La domination des acteurs tech américains fait débat dans un contexte géopolitique tendu. Trois hyperscalers captent 80% de la croissance du cloud public en France, soulevant des questions cruciales de souveraineté et de sécurité. Les lois extraterritoriales comme le FISA et le Cloud Act exposent les données sensibles françaises à des risques juridiques majeurs, poussant l'État à réagir.
Face à cette dépendance, l'écosystème français se mobilise. L'ANSSI a instauré la certification SecNumCloud, garantissant un haut niveau d'exigence technique, opérationnel et juridique. Des acteurs français mettent en avant leurs origines européennes pour proposer des offres "souveraines". Le marché français du cloud souverain est estimé à 889 millions d'euros d'ici 2029, avec 2 749 entités qualifiées OIV/OSE à cibler.
Mais entre promesses et réalité, où en sont les partenaires IT ? Le marché est-il vraiment mûr au-delà de la sphère publique ? Les offres souveraines sont-elles suffisamment matures et accessibles ? Comment les partenaires peuvent-ils s'inscrire dans ce mouvement et identifier les véritables opportunités business ?
Cette première table ronde plante le décor et fixe les définitions essentielles. Elle reviendra sur la distinction entre souveraineté des données et souveraineté numérique, sur les raisons qui poussent aujourd’hui les entreprises et les pouvoirs publics à s’emparer du sujet, et sur les enseignements du dernier baromètre d’Hexatrust. Cette séquence explorera également la dépendance croissante aux Big Tech, les premiers signaux de changement du côté des acheteurs publics, ainsi que les outils émergents pour identifier les alternatives souveraines.

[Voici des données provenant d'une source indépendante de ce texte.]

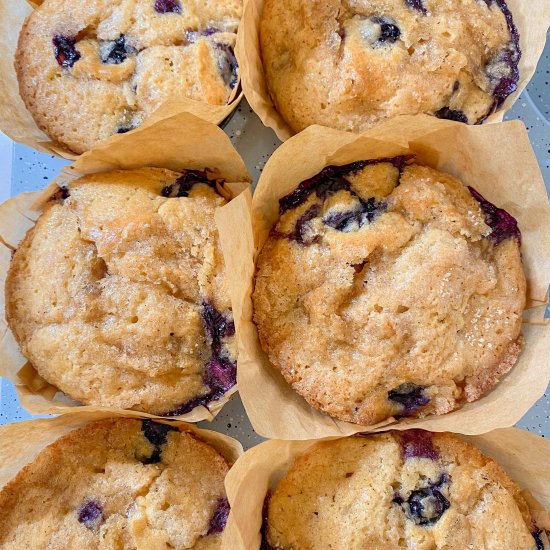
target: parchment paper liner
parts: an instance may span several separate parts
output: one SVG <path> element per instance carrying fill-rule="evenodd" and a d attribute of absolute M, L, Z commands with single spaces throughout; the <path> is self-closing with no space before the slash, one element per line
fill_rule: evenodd
<path fill-rule="evenodd" d="M 17 40 L 25 19 L 40 4 L 42 4 L 42 1 L 0 0 L 0 131 L 14 141 L 28 145 L 43 153 L 74 160 L 79 155 L 64 145 L 55 142 L 40 130 L 19 95 L 19 85 L 13 65 Z M 185 97 L 170 100 L 161 105 L 146 119 L 142 127 L 184 112 L 191 113 L 213 124 L 220 124 L 233 113 L 242 98 L 243 92 L 239 80 L 227 105 L 209 105 Z M 135 131 L 112 136 L 104 142 L 108 144 L 119 143 L 120 140 L 115 141 L 113 138 L 122 136 L 124 141 L 125 137 Z M 188 131 L 188 129 L 180 128 L 181 131 Z"/>
<path fill-rule="evenodd" d="M 512 107 L 519 94 L 529 83 L 544 50 L 546 30 L 550 25 L 550 9 L 547 0 L 506 0 L 519 31 L 522 56 L 519 62 L 520 80 L 517 90 L 511 94 L 502 107 L 489 116 L 487 123 L 502 121 L 506 111 Z M 235 54 L 241 70 L 241 85 L 244 95 L 254 112 L 265 126 L 271 128 L 281 141 L 296 132 L 283 120 L 275 109 L 267 90 L 260 50 L 260 16 L 264 0 L 244 0 L 243 17 L 237 34 Z"/>
<path fill-rule="evenodd" d="M 181 128 L 186 128 L 186 131 L 182 132 Z M 81 406 L 47 383 L 21 355 L 6 322 L 4 284 L 12 250 L 17 248 L 26 232 L 34 225 L 44 203 L 57 189 L 56 183 L 66 184 L 84 174 L 147 166 L 174 171 L 183 168 L 202 170 L 206 167 L 216 170 L 219 177 L 225 178 L 227 182 L 235 182 L 227 186 L 237 199 L 250 196 L 250 175 L 227 135 L 217 126 L 189 113 L 164 118 L 121 138 L 122 136 L 115 136 L 114 140 L 100 143 L 81 155 L 74 164 L 63 169 L 61 176 L 48 188 L 35 193 L 22 193 L 0 205 L 0 376 L 15 384 L 21 404 L 33 414 L 68 413 L 75 409 L 121 412 L 117 408 Z M 231 202 L 219 208 L 216 217 Z M 212 420 L 236 391 L 235 386 L 219 401 L 214 402 L 210 411 L 199 406 L 177 418 L 187 422 Z M 137 411 L 125 411 L 124 414 L 154 417 Z"/>
<path fill-rule="evenodd" d="M 279 218 L 278 200 L 330 164 L 415 153 L 417 161 L 473 185 L 507 209 L 523 232 L 528 304 L 525 350 L 512 371 L 486 396 L 443 416 L 401 420 L 399 426 L 467 434 L 516 423 L 550 380 L 550 327 L 544 304 L 550 274 L 550 207 L 536 158 L 522 123 L 467 126 L 427 115 L 401 117 L 355 135 L 311 126 L 284 143 L 266 164 L 254 193 L 234 201 L 220 220 L 233 287 L 239 340 L 239 392 L 256 432 L 272 439 L 316 439 L 376 430 L 330 418 L 310 407 L 273 368 L 252 322 L 254 258 Z M 251 219 L 251 225 L 243 219 Z M 222 241 L 222 245 L 224 241 Z"/>
<path fill-rule="evenodd" d="M 506 470 L 524 490 L 537 526 L 550 529 L 547 511 L 550 510 L 550 441 L 517 428 L 461 437 Z M 268 489 L 277 485 L 296 456 L 317 442 L 267 441 L 239 458 L 225 478 L 231 514 L 225 528 L 223 550 L 260 548 L 262 506 Z"/>
<path fill-rule="evenodd" d="M 127 416 L 124 413 L 109 414 L 102 411 L 73 412 L 55 418 L 28 420 L 1 426 L 0 489 L 31 463 L 38 453 L 60 437 L 90 422 Z M 168 424 L 168 422 L 165 423 Z M 228 435 L 202 430 L 179 420 L 170 422 L 170 425 L 177 426 L 181 431 L 191 432 L 212 445 L 230 465 L 234 464 L 243 453 L 242 445 Z"/>

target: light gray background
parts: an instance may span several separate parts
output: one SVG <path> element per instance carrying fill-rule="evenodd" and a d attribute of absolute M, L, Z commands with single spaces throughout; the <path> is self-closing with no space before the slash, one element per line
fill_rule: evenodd
<path fill-rule="evenodd" d="M 548 190 L 550 190 L 549 82 L 550 42 L 547 41 L 533 80 L 506 116 L 507 120 L 520 119 L 525 123 Z M 254 181 L 257 181 L 267 159 L 280 143 L 277 137 L 262 125 L 246 101 L 242 102 L 225 131 L 243 156 Z M 24 191 L 43 188 L 65 164 L 67 164 L 66 161 L 51 155 L 14 144 L 0 134 L 0 200 Z M 550 317 L 548 311 L 547 316 Z M 510 406 L 513 405 L 511 402 Z M 0 425 L 29 418 L 33 417 L 20 407 L 11 383 L 0 378 Z M 239 439 L 245 448 L 262 441 L 250 426 L 238 396 L 224 407 L 214 422 L 203 424 L 205 427 L 225 432 Z M 550 386 L 518 426 L 550 437 Z"/>

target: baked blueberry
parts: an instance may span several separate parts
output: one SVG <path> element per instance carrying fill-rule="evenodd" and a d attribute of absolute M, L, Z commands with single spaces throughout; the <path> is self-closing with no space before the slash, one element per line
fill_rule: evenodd
<path fill-rule="evenodd" d="M 76 49 L 76 39 L 72 36 L 57 35 L 52 39 L 54 55 L 61 67 L 72 67 L 80 59 L 80 52 Z"/>
<path fill-rule="evenodd" d="M 485 223 L 492 229 L 489 239 L 493 244 L 498 245 L 505 239 L 517 239 L 521 242 L 521 232 L 517 220 L 503 210 L 489 202 L 481 193 L 473 187 L 468 187 L 470 193 L 479 203 L 479 206 L 485 214 Z"/>
<path fill-rule="evenodd" d="M 180 0 L 155 0 L 155 11 L 158 13 L 181 13 Z"/>
<path fill-rule="evenodd" d="M 216 511 L 210 520 L 210 526 L 207 533 L 208 535 L 223 532 L 227 524 L 227 518 L 229 517 L 230 510 L 231 508 L 229 506 L 229 501 L 226 498 L 221 498 L 218 501 Z"/>
<path fill-rule="evenodd" d="M 78 512 L 78 521 L 88 529 L 96 529 L 103 521 L 103 507 L 97 500 L 88 500 Z"/>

Cette seconde table ronde s’intéresse aux solutions opérationnelles permettant de réduire les dépendances technologiques. Les intervenants expliqueront comment mettre en place des architectures résilientes, comment assurer une autonomie fonctionnelle en cas de défaillance d’un fournisseur, et comment tirer parti de l’open source et de l’hybridation souveraine. Ils aborderont également les alternatives à VMware, la montée en puissance d’OpenStack, de Proxmox ou de Kubernetes, la souveraineté d’exploitation 100 % France et le rôle de la réglementation dans la construction d’un écosystème numérique robuste.
Cette dernière séquence s’intéresse à la manière d’accompagner concrètement la transformation des organisations. Elle mettra en lumière le rôle central de l’analyse de risques pour déterminer le niveau de souveraineté nécessaire, la possibilité d’avancer de manière progressive grâce à des briques déjà matures, et l’importance des infrastructures de proximité et des PRA souverains. Les intervenants reviendront également sur les freins humains, organisationnels et économiques qui ralentissent l'adoption, et proposeront des pistes pour accompagner durablement les DSI et les acheteurs publics.